El RIGI y la expoliación de Argentina

Art. I, Inc. 2 del Pacto Internacional de Derechos Civiles y Políticos:
“Para el logro de sus fines, los pueblos pueden disponer libremente sus riquezas y recursos naturales sin perjuicio de las obligaciones que derivan de la cooperación económica internacional basada en el principio de beneficio recíproco, así como del derecho internacional. En ningún caso podrá privarse a un pueblo de sus propios medios de subsistencia”.

Del Preámbulo de la Convención Americana sobre Derechos Humanos:
“Reiterando que con arreglo a la Declaración Universal de los Derechos Humanos, solo puede realizarse el ideal del ser humano libre, exento del temor y la miseria, si se crean las condiciones que permitan a cada persona gozar de derechos económicos, sociales y culturales, tanto como de sus derechos civiles y políticos”.
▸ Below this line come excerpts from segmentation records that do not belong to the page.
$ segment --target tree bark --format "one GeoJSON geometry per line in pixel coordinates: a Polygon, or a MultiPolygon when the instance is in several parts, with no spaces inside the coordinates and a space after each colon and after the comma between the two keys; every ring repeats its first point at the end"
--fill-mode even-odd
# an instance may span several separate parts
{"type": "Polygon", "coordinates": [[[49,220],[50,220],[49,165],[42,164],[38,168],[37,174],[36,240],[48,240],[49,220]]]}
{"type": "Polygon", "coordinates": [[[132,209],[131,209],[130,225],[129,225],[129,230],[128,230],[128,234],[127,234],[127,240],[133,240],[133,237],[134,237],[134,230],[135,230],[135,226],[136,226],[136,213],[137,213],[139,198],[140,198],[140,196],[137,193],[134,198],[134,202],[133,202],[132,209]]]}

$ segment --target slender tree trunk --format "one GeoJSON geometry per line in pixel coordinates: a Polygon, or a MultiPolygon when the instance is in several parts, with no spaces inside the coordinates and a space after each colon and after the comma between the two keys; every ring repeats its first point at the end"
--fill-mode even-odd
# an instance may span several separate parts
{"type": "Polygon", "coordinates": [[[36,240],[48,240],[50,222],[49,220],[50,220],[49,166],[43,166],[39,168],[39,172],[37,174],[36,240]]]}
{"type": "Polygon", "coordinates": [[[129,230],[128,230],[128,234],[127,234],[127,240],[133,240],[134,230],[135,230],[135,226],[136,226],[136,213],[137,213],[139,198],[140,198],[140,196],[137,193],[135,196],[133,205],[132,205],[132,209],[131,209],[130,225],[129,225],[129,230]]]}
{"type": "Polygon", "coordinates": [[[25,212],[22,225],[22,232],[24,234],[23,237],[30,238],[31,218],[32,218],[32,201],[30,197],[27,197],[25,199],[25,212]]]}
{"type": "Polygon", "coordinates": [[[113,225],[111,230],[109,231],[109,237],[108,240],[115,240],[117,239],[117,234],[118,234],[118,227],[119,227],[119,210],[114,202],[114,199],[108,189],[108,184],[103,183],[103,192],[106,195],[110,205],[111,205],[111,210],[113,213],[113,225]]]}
La explotación financiera de los Recursos Naturales (RRNN), casi todos los cuáles son “normalizados como objetos de comercio” (commodities) que hoy se negocian como “derivados”, genera un problema mundial por el crecimiento de “numerales,” que se convierten en riqueza real de sus propietarios al momento de gastar ese dinero, que no tiene contrapartida alguna en la producción de bienes.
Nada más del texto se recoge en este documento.